Dataset Trait SVR KRR ENET GBLUP BayesB
Beef cattle LW 0.274 ± 0.022 0.283 ± 0.019 0.276 ± 0.018 0.256 ± 0.017 0.265 ± 0.016
CW 0.307 ± 0.016 0.315 ± 0.015 0.315 ± 0.017 0.292 ± 0.014 0.282 ± 0.012
EMA 0.280 ± 0.025 0.281 ± 0.022 0.285 ± 0.024 0.292 ± 0.015 0.281 ± 0.015
Dairy cattle MY 0.764 ± 0.013 0.781 ± 0.009 0.762 ± 0.014 0.768 ± 0.006 0.767 ± 0.005
MFP 0.796 ± 0.012 0.828 ± 0.006 0.797 ± 0.012 0.832 ± 0.003 0.855 ± 0.003
SCS 0.706 ± 0.010 0.751 ± 0.008 0.722 ± 0.019 0.752 ± 0.006 0.731 ± 0.003
Loblolly pine HT 0.340 ± 0.027 0.352 ± 0.011 0.366 ± 0.014 0.349 ± 0.012 0.365 ± 0.009
CWAL 0.352 ± 0.022 0.359 ± 0.018 0.369 ± 0.022 0.384 ± 0.014 0.400 ± 0.011
TS 0.397 ± 0.017 0.407 ± 0.016 0.398 ± 0.015 0.366 ± 0.012 0.418 ± 0.013

The accuracy was calculated by the Pearson’s correlation.
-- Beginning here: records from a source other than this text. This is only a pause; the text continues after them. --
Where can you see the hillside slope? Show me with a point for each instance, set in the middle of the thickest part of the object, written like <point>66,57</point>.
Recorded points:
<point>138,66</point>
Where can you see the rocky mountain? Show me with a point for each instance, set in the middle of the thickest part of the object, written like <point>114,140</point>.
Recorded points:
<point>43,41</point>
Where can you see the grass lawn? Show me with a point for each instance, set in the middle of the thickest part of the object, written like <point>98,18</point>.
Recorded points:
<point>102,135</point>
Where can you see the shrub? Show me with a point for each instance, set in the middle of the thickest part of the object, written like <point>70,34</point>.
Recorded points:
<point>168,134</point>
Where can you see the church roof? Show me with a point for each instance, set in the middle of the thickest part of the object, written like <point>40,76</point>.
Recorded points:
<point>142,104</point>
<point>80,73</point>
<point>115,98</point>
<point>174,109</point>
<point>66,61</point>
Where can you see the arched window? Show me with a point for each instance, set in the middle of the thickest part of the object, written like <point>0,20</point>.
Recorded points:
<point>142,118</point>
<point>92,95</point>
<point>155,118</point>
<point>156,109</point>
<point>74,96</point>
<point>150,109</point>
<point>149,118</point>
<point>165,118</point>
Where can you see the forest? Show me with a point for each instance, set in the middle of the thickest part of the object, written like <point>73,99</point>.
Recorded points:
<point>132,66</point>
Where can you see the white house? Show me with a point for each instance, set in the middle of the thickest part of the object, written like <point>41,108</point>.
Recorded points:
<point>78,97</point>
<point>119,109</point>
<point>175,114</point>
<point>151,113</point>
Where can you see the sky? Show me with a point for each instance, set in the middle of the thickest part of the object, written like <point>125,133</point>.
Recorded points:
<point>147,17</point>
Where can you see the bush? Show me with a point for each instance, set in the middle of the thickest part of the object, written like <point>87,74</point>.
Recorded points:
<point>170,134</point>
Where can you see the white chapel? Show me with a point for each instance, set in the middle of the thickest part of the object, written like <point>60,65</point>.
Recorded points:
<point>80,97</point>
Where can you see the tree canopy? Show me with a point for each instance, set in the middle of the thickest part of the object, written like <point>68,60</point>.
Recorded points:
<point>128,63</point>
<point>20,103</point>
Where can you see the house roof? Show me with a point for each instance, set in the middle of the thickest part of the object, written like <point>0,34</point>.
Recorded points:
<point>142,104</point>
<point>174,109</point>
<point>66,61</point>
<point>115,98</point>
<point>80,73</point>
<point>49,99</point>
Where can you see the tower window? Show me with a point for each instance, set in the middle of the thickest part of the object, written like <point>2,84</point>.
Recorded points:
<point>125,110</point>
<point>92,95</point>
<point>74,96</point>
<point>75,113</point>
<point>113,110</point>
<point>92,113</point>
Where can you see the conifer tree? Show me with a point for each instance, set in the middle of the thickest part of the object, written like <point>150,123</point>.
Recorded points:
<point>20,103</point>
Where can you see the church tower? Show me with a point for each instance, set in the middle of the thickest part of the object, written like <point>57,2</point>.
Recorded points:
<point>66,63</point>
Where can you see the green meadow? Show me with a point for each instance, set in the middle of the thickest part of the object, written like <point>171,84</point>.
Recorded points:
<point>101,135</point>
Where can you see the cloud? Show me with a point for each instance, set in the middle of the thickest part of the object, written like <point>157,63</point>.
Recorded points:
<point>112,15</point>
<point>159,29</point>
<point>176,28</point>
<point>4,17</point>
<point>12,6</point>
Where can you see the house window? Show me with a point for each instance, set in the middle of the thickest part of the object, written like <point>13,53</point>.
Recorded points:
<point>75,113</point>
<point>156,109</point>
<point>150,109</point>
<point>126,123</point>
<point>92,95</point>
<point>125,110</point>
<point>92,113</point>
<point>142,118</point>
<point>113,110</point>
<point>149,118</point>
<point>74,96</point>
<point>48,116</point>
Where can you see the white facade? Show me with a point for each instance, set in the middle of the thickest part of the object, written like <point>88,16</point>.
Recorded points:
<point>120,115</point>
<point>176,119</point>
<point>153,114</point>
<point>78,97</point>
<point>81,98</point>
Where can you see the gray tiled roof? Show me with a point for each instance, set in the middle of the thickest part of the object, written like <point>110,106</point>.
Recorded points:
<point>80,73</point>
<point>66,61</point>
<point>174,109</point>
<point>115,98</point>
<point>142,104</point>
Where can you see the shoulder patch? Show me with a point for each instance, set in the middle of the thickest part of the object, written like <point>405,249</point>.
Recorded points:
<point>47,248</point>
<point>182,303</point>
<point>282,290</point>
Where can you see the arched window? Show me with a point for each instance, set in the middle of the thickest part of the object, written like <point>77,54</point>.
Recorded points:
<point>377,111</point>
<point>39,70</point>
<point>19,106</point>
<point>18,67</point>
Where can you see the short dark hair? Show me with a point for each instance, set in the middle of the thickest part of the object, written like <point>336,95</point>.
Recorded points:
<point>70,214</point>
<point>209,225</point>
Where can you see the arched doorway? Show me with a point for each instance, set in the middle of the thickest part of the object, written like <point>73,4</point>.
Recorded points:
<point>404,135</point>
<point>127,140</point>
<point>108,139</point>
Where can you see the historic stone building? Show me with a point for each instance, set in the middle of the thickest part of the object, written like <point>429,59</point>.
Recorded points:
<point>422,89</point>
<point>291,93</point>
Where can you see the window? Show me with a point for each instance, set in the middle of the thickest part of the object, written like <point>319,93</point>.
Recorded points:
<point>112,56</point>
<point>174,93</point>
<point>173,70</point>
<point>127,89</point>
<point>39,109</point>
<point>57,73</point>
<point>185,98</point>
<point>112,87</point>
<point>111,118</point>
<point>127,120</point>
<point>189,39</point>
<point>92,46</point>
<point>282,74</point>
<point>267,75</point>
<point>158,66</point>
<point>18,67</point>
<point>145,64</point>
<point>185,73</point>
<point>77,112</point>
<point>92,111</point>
LW, live weight; CW, carcass weight; EMA, eye muscle area; MY, milk yield; MFP, milk fat percentage; SCS, somatic cell score; HT, total stem height; CWAL, crown width along the planting beds; TS, tree stiffness. SVR, support vector regression; KRR, kernel ridge regression; ENET, elastic net; GBLUP, genomic best linear unbiased prediction. The bold values mean the highest prediction accuracy for each trait.